• Kayssie

Game over!

J'ai pourtant suivi la marche à suivre. Bonne citoyenne respectueuse, employée dévouée, amie fiable et d'agréable compagnie... et j'en passe. Est-ce trop demandé de vouloir une vie abondante? Je pensais pourtant avoir été claire dans mes souhaits. Rien d'extravagant ou de tiré par les cheveux. Oui, je suis marginale. Je me demande si un quotidien ''standard'' me ferait sentir libre et épanouie. En fait, j'en doute de plus en plus. Mais je croyais que c'était relativement facile de savoir quelle direction prendre et que les obstacles ne se présenteraient pas à travers chacune de mes décisions. Je fais face à ma deuxième crise existentielle de la trentaine. Sauf que cette fois-ci, ma batterie est à moitié vide.

Vous connaissez assurément le classique québécois ''Mille après mille'' où il est question de chercher le bonheur et l'amour. On pourrait dire que c'est le reflet de ma situation. En 2017, lors de ma première quête, je me suis retrouvée en Nouvelle-Zélande seule sans billet de retour. Je voyais ce défi comme l'occasion parfaite pour trouver des réponses et revenir chez moi le coeur plein de souvenirs et d'espoir. Malheureusement, c'est plutôt de la déception qui occupait cet espace en moi. Il n'y a aucune ''chasse aux trésors'' qui s'entame par elle-même. C'est comme si par cette initiative, puisque je sortais énormément de ma zone de confort, j'avais l'attente que le reste viendrait naturellement. Au final, il m'a fallu parcourir 15 000 km pour réaliser que les réponses se trouvent si près : en moi. Le problème est de savoir décoder les messages et distinguer ce qui vient du rationnel et de l'intuition.

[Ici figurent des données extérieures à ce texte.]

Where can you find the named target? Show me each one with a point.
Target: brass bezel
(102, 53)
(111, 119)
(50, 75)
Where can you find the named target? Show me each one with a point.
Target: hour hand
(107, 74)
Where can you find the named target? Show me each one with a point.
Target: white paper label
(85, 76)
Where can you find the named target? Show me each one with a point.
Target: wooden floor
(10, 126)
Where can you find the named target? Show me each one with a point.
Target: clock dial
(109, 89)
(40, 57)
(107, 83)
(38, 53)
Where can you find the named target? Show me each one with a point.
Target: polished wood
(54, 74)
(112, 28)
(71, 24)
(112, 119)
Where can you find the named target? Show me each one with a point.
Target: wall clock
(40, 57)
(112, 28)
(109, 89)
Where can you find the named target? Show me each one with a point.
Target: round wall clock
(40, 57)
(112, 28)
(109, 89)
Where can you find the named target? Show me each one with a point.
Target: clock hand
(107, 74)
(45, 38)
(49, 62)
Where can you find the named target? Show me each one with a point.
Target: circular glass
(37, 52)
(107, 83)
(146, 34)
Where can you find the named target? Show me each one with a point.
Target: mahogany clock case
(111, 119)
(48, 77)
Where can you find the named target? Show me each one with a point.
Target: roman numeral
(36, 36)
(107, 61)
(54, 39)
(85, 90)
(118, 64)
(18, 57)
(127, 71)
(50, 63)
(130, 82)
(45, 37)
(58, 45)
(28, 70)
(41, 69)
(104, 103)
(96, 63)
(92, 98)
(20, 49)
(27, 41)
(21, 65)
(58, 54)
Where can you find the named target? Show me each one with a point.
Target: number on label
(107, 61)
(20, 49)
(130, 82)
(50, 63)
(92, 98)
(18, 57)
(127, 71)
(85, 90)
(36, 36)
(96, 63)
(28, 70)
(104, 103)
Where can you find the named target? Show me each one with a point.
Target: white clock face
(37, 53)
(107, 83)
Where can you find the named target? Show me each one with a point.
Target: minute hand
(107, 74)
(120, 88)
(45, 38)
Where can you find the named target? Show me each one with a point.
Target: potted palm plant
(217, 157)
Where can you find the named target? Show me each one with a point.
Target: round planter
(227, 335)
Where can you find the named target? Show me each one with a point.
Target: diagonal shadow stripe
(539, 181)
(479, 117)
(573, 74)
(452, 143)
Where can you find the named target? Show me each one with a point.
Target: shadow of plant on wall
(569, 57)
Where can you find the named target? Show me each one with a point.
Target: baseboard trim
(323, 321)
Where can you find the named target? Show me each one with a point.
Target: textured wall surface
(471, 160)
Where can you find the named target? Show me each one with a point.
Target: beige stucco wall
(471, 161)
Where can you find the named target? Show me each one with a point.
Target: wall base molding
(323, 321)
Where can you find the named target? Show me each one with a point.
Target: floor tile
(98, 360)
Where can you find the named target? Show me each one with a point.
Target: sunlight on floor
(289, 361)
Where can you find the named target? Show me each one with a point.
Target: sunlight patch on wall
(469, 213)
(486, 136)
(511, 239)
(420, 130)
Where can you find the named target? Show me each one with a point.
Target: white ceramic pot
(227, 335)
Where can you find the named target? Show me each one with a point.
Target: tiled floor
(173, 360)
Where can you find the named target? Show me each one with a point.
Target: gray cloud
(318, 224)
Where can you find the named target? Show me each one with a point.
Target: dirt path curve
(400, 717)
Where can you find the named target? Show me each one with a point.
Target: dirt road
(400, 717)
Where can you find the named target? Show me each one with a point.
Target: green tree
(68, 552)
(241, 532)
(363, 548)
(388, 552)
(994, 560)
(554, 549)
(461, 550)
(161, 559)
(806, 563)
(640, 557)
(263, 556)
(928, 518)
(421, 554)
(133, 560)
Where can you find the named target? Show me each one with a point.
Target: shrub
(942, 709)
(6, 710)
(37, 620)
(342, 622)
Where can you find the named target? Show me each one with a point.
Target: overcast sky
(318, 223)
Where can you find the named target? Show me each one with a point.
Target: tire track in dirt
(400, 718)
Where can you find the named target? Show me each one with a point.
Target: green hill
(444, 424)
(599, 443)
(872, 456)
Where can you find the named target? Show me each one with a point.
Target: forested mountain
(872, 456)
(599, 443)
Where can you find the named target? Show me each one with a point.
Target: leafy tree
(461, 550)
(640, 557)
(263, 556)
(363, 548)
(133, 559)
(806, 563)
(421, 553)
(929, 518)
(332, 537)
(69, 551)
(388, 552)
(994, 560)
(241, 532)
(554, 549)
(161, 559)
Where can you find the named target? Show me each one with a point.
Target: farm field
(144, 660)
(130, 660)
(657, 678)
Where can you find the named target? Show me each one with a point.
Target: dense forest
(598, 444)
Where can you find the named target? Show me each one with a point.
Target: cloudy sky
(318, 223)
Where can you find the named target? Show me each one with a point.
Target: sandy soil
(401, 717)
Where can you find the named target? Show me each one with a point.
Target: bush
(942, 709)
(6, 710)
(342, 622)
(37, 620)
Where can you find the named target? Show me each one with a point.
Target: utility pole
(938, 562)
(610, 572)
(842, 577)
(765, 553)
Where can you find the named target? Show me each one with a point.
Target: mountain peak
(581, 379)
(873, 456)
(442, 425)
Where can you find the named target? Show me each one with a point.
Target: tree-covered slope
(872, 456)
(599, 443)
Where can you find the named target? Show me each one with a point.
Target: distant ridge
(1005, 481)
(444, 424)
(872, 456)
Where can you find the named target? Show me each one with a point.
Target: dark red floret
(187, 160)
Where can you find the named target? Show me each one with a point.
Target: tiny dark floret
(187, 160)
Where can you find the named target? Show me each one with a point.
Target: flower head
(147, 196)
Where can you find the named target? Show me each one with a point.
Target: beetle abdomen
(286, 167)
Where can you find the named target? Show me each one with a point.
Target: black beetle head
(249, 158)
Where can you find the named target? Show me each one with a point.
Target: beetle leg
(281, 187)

Avez-vous déjà eu le sentiment que votre petite voix intérieure ne vous apportait pas dans les bons sentiers? Et que votre tête vous freinait dans l'accomplissement de vos projets les plus chers? De la déception, j'en ai vécu plus souvent qu'à mon tour. Et à force de croire que, peu importe la direction prise, un échec nous attend au détour, la confiance en nos ressources intérieures se fait de plus en plus discrète. Il vient même un temps où nous sommes paralysés, comme si le pouvoir d'être maître de notre vie s'était volatilisé.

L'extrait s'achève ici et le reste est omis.